As anyone reading this knows, building startups are indescribably taxing, even among the most functional teams. With everyone moving at warp speed, it’s easy to get frustrated and annoyed by little things that colleagues say and do. As someone who leaned towards passive-aggressive behavior when I was younger, looking back, I know I didn’t always handle these types of situations with patience and understanding. I can think of a couple of valuable relationships in my career that were irreparably harmed through poor communication on both sides. While I’m not big on regret as life is one big learning experience, in hindsight, I’m confident that healthy, open and honest communication would have saved those relationships which mattered a lot to me.
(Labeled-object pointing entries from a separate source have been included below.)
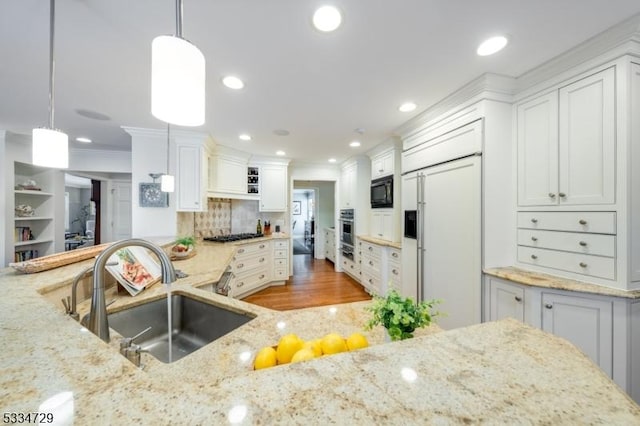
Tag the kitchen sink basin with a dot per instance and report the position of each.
(194, 324)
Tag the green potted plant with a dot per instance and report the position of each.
(183, 246)
(399, 315)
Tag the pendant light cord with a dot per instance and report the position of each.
(52, 13)
(179, 18)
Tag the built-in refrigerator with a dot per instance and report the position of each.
(441, 247)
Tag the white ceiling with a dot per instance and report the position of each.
(320, 87)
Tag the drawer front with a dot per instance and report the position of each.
(279, 253)
(594, 222)
(281, 244)
(596, 266)
(247, 250)
(596, 244)
(280, 263)
(371, 249)
(395, 255)
(241, 265)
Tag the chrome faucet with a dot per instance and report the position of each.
(98, 323)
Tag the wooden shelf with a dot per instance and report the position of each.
(30, 192)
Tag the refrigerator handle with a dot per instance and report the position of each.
(420, 236)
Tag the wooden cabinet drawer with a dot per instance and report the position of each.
(593, 222)
(281, 244)
(371, 249)
(596, 266)
(250, 249)
(596, 244)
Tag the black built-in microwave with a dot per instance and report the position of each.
(382, 192)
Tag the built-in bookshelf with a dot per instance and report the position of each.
(34, 231)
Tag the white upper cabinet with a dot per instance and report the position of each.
(538, 151)
(587, 140)
(191, 177)
(273, 188)
(566, 144)
(382, 164)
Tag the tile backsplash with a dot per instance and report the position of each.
(226, 216)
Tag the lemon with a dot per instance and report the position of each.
(303, 354)
(265, 358)
(287, 346)
(333, 343)
(356, 341)
(315, 346)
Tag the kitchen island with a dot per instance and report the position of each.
(502, 372)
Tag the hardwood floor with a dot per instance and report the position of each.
(314, 283)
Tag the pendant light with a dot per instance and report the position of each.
(167, 181)
(177, 78)
(50, 147)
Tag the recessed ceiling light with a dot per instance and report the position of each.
(233, 82)
(492, 45)
(407, 107)
(327, 18)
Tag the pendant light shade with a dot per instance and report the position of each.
(50, 148)
(177, 81)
Two years ago, David Cohen told me he wanted to bring in David Brown as our partner to manage the operational growth of Techstars (absolutely brilliant move, he’s an operations ninja). He and David had worked together for almost 25 years across three startups. I soon found myself in a partnership with two people who had been working together since college. The two of them talked like an old married couple while David Brown and I spent the first few months feeling each other out. We certainly had our share of miscommunications (and still do) but we quickly developed a real knack for diffusing them in real-time or shortly thereafter. “Hey, when you said yada yada about that thing this is how it sounded to me” or “Your email to me earlier today felt a little off, is everything ok?” has become the norm between us. It’s fostered an incredible working relationship and a deep mutual respect.
After a couple of decades of being around management teams and boards of startups, it’s clear to me that healthy communication is a big stumbling block for many and causes a good deal of harm not only to the two parties, but the momentum of the company itself. If you see it happening in your company, you might want to consider bringing in a coach like Jerry Colonna and his team at Reeboot.io who can help a team get through these issues.
Halfway through my 50th trip around the sun, I’m far more focused on quality, high-functioning relationships than being right or getting my way these days. As those close to me might attest, I still have my moments, but I’ve learned that being thoughtful, proactive and choosing my words carefully produces much better outcomes than the power play of passive-aggressive behavior or the instant gratification of lashing out.